Swimming with metaphorical sharks is one thing, but actually getting into the water with the razor-toothed ocean predators? Crazy, right? Not according to the masses of shark-obsessed scuba divers who travel great distances — and pay big money — to get face time with the giant fish.
A multimillion-dollar global industry is constructed around the promise of doing just that: cage diving with white sharks in South Africa and Guadeloupe Island; shark feeding in the Bahamas, Mexico or Fiji; diving with huge schools of hammerheads in Cocos Island and Galapagos.
That's great for thrill-seekers, but what about the sharks? As most scuba divers know — and previous studies have shown — sharks more commonly swim away from people than toward them. Does that avoidance behavior persist after the divers leave? Do sharks steer clear of sites that are frequented by divers?
Eager to understand how scuba diving activities over multiyear time scales influence shark behavior, scientists at UC Santa Barbara and Florida International University set out to find answers. They found human-shark interaction can take place without long-term effects on the sharks. Their research appears in the Marine Ecology Progress Series.

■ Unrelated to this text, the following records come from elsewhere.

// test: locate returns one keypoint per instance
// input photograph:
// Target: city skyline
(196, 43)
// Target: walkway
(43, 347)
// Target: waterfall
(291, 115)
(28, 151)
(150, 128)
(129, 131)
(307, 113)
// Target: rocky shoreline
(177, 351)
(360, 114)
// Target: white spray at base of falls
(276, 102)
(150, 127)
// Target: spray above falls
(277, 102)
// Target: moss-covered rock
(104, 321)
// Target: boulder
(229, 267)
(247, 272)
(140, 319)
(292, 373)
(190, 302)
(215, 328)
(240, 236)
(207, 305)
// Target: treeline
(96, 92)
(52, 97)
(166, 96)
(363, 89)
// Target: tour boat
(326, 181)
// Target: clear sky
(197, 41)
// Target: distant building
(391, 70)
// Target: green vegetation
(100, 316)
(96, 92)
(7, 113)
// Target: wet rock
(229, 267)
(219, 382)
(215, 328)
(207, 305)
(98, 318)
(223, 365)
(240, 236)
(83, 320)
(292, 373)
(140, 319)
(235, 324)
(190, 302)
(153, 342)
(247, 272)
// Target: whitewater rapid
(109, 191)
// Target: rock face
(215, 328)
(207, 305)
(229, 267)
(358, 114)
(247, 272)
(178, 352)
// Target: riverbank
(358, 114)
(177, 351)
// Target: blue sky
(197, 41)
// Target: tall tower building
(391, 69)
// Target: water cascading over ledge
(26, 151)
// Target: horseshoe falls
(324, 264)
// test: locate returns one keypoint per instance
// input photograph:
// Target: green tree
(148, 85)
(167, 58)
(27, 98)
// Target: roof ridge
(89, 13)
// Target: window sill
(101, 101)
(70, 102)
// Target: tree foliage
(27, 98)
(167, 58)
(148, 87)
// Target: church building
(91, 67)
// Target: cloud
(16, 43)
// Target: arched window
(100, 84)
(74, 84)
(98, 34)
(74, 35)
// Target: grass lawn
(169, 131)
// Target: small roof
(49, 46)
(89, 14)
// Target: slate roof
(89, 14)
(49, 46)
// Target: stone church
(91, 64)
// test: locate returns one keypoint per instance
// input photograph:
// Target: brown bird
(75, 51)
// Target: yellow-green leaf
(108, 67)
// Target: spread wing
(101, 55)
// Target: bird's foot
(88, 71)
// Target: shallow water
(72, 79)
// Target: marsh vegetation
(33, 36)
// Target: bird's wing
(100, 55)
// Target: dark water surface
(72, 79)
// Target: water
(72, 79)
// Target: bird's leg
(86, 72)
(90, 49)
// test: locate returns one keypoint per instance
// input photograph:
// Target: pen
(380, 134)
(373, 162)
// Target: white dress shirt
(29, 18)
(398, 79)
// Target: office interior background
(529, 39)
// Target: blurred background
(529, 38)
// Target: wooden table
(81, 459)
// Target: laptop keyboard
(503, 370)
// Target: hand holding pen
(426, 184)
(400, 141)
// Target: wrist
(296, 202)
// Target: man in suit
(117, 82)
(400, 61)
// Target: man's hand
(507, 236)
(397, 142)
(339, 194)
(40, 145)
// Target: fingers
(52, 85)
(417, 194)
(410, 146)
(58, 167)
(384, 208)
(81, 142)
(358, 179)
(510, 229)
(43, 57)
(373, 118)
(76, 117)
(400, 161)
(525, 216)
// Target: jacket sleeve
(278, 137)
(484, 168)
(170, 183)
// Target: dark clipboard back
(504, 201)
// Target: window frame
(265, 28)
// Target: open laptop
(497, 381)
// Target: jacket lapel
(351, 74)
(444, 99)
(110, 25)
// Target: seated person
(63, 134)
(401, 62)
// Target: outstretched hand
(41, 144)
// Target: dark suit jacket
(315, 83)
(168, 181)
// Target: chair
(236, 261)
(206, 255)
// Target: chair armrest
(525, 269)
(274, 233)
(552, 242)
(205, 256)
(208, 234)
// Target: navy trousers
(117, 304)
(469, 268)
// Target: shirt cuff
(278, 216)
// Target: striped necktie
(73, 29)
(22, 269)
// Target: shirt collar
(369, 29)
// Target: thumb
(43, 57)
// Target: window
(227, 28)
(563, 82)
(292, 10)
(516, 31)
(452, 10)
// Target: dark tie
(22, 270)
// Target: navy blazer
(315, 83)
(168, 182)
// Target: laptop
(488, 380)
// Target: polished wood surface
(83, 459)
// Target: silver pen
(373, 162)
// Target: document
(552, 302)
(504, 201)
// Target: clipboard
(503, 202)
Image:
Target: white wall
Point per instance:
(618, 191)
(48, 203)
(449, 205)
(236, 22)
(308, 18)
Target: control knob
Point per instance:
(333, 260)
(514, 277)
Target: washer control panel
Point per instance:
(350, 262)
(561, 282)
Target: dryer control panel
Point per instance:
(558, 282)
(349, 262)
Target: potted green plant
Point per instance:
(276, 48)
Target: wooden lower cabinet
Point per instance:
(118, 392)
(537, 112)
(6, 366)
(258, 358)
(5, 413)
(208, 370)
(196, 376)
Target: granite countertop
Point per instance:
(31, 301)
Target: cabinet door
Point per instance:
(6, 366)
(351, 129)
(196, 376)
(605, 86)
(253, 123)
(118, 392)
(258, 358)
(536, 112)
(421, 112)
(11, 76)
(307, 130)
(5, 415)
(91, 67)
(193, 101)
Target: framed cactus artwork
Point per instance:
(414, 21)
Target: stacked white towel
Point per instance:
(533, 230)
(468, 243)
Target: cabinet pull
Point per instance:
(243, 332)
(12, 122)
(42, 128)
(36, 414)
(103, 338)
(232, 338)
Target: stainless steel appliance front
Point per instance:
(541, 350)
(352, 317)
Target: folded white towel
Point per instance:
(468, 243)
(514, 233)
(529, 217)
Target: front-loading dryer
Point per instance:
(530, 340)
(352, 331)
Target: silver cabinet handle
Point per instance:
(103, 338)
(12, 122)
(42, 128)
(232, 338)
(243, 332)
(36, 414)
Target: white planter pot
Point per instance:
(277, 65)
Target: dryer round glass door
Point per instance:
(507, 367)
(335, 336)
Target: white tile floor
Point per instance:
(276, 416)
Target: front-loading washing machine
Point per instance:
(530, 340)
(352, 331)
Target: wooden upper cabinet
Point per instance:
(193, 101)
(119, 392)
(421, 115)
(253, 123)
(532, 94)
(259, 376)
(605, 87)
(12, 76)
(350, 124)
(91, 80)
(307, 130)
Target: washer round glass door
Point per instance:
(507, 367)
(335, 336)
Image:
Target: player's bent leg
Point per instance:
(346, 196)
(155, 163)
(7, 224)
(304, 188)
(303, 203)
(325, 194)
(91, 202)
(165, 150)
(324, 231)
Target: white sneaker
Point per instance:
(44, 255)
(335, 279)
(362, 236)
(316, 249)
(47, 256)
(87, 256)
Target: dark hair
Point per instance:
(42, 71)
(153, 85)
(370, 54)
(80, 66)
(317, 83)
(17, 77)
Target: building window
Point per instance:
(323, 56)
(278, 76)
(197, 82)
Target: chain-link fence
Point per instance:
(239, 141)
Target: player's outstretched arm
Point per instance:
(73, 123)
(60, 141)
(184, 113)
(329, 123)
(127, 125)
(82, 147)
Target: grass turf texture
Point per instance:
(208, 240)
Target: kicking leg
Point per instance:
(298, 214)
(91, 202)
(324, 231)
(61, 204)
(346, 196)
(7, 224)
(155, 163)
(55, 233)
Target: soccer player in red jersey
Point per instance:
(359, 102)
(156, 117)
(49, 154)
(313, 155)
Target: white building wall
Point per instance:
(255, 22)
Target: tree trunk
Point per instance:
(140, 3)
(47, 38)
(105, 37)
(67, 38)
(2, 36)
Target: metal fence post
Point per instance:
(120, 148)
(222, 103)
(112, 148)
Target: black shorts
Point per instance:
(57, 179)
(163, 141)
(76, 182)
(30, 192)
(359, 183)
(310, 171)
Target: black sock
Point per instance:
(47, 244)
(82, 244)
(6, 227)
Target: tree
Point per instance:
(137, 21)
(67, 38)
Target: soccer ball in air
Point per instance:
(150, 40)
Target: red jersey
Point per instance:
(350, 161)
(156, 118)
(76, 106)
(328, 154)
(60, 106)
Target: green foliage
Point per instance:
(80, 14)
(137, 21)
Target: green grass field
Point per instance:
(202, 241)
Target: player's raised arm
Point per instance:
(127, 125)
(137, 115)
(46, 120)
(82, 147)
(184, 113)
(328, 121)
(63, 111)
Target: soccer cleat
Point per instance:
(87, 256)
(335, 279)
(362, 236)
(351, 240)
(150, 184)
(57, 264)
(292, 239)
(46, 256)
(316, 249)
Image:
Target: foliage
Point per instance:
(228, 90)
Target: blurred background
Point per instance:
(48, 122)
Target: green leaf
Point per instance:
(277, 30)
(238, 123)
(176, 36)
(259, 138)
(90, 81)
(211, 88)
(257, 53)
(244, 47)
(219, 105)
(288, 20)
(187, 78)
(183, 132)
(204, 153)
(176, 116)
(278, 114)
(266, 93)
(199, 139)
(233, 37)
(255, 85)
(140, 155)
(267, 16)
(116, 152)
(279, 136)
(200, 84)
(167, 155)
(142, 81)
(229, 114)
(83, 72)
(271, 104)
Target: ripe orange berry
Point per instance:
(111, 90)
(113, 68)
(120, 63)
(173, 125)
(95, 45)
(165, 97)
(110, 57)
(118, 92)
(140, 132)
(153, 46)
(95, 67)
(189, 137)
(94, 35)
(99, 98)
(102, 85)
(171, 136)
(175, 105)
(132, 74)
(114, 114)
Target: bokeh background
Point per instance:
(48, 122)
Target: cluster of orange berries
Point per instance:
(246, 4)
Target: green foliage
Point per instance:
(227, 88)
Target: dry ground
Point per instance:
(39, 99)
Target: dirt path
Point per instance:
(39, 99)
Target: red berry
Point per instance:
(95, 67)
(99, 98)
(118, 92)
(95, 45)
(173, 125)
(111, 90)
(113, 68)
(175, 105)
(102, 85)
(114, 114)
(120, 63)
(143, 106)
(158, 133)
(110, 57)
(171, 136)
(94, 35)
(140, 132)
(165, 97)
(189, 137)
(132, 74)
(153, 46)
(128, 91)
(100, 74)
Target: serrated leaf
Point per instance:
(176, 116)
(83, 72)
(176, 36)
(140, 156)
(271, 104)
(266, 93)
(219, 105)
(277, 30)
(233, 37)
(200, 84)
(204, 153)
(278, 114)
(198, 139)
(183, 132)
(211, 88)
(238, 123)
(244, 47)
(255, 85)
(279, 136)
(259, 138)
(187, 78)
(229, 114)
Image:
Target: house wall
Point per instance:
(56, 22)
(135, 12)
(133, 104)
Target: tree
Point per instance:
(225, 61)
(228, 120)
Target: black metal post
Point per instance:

"Unfortunately, human impacts on shark populations are ubiquitous on our planet," said lead author Darcy Bradley, a postdoctoral researcher at UCSB's Bren School of Environmental Science & Management. "That makes it difficult to separate shark behavioral changes due to scuba diving from behavioral changes caused by other human activities like fishing."
The researchers went to Palmyra, a remote atoll in the central Pacific Ocean, where shark populations are healthy, fishing is not allowed and the majority of its near pristine underwater world is rarely dived. However, Palmyra is home to a small scientific research station, where researchers dive in a handful of locations. This made the atoll an ideal site for studying whether and how shark abundance and behavior differ between locations where diving is more common and those where it is not.
The team studied whether scuba diving activities have long-term consequences for shark populations. They used baited remote underwater video systems — cameras lowered to the ocean floor with a small amount of bait — to survey sharks and other predators from the surrounding reef.
"After reviewing 80 hours of underwater footage taken from video surveys conducted in 2015 — 14 years after Palmyra was established as a wildlife refuge and scientific diving activities began — we found that shark abundance and shark behavior were the same at sites with and without a long history of scuba diving," said co-author Jennifer Caselle, a research biologist at UCSB's Marine Science Institute.
"Our results suggest that humans can interact with reef sharks without long-term behavioral impacts," Bradley said. "That's good news. It means that well-regulated shark diving tourism doesn't necessarily undermine shark conservation goals."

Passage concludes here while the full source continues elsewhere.